The United Nations Charter is one of the most
beautiful poems that we could ever read. It has well
and truly become an instrument that has been set
aside, overlooked and consistently flouted in terms of
its fundamental objectives are concerned. The United
Nations is an historic human experiment that has become
a landmark because never before has humankind had
a forum to meet to address issues of peace, affecting
life and death, and to negotiate solutions to conflicts.
After 7,000 years of civilization as we know it — a
review of which reveals a history of empires and the
ongoing battle to distribute the wealth and territory of
the world — only with the establishment of this system
in 1945 did we begin to get a glimpse of future light
at the end of a long tunnel of battles, wars and global
conflicts.
We call for the renewed relevance of the United
Nations, above and beyond any criticism that may be
levelled against it. Given the human importance of
this institution, we insist on the need for an in-depth
transformation, as Commander Hugo Chávez said on
many occasions right here in this Hall. In his famous
statements in defence of the causes of humankind,
he stressed the need for a far-reaching democratic
overhaul of the United Nations system. As President
Jacob Zuma of our sister country South Africa said, we
must democratize and overhaul the Security Council.
The role of the regions today is different from
what it was in 1945. This is another world. The United
Nations was born to deal with post-war reconstruction
and the issues that had given rise to conflicts. The
United Nations has to deal today with a multicentric,
multipolar world of numerous actors, with emerging
countries and regions that have their own thoughts,
aspirations and desire to be respected in this world. The
United Nations has to adapt and submit to the broader
sovereignty of the peoples of this world, who are crying
out for their voices to be heard, heeded and respected.

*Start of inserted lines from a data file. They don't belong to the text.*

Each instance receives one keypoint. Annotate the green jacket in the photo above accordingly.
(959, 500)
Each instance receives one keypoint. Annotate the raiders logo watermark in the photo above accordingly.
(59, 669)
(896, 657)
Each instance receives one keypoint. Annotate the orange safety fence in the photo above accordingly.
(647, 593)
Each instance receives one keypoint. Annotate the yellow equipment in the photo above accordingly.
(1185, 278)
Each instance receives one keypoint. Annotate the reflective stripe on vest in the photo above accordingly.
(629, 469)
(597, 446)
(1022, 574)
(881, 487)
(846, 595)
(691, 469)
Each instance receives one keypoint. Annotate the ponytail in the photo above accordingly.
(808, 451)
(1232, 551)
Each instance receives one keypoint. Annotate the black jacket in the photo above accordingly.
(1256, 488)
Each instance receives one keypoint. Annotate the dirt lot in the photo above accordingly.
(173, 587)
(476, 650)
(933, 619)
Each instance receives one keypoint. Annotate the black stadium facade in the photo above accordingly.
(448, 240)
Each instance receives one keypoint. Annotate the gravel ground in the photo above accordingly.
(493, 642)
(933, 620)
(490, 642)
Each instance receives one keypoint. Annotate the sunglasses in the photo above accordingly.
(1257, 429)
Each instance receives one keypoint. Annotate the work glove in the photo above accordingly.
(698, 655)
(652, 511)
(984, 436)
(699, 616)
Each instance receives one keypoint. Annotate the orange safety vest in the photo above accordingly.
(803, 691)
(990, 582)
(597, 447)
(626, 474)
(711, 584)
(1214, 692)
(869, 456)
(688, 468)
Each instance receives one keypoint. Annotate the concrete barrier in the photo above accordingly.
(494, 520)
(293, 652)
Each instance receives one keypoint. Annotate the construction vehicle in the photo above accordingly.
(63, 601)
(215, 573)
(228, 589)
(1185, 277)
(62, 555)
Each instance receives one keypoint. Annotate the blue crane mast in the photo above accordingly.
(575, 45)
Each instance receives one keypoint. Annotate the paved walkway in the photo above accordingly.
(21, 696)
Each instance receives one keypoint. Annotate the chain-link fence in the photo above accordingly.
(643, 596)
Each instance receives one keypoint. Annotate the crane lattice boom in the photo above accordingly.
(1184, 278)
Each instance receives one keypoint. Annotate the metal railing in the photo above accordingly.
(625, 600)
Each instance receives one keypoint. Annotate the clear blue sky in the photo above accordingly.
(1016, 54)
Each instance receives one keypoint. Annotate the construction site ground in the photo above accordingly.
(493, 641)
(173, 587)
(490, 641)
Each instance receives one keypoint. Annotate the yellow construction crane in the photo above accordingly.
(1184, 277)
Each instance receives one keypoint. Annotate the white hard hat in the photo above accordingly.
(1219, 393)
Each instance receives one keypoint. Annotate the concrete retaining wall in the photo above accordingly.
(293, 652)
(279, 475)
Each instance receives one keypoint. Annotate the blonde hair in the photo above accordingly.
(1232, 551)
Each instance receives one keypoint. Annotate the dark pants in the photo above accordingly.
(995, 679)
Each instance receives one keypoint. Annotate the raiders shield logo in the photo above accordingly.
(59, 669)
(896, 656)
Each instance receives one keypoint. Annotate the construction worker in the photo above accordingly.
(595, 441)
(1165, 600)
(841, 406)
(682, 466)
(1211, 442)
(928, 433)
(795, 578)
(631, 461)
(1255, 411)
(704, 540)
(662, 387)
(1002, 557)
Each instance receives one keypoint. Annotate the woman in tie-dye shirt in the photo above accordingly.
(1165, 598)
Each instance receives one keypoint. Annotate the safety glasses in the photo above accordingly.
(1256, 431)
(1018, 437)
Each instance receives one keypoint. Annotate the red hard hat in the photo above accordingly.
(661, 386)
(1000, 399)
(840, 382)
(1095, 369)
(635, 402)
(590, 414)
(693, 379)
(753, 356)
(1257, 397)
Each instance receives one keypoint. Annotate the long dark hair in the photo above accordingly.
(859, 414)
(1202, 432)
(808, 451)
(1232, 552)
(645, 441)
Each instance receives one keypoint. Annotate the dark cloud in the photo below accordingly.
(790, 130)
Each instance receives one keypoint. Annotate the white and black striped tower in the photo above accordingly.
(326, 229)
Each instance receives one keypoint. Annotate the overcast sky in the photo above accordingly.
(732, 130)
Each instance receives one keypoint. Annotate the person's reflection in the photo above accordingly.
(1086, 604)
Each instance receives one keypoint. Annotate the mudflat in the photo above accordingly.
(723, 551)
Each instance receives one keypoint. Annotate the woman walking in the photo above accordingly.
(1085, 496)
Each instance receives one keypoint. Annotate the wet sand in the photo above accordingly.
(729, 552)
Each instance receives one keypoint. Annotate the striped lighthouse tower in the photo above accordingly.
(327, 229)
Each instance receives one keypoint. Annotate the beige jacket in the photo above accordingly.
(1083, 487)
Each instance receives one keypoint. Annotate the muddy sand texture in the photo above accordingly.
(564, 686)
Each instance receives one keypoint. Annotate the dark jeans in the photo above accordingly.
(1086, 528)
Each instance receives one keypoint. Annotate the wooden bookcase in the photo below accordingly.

We have heard speeches today at the start of this
sixty-ninth session. We also believe in strengthening the
role of the Secretary-General. As we have said so many
times we must have a Secretary-General who represents
all of us and who has the political and institutional
clout to find solutions to the world’s conflicts. We must
reconfigure the system and functions of the General
Assembly. We must democratize it and give it a leading
role to ensure that the great debates that take place here
can always successfully address the major issues facing
the world. That is why we believe that we must build a
new United Nations in a bid for a new multipolar world
of peace where there no empire can impose its will on a
unipolar world. This is urgent for the entire world.
Above and beyond what officials of the various
Governments represented in this Hall may believe,
we already have another world where we all wish to
speak, think and decide our own fate and to achieve
peace for our peoples. A new regionalism has come to
the fore. In the late 1940s and the 1950s, we saw the
birth of the European Union as an experiment in the
new regionalism that is admired and emulated by many
throughout the world. In the 1970s and 1980s, we saw
the emergence of the Organization of African Unity, an
extraordinary system to organize the brotherly African
continent to address the issues of development and
life. Our mother Africa was one of the most suffering
regions the world.
Now as we embark on the twenty-first century,
Latin America is taking its place. We have seen new
organizations arise in Latin America. On 14 December,
we will commemorate in Havana, Cuba, a heroic
island and great homeland, the tenth anniversary of
the Bolivarian Alliance for the Americas. We have
assumed an important role in building a new social
and economic order in defence of such major causes
as climate change. In existence for 10 years now, that
youthful organization, partnership or alliance is now
looking forward to the rest of the twenty-first century.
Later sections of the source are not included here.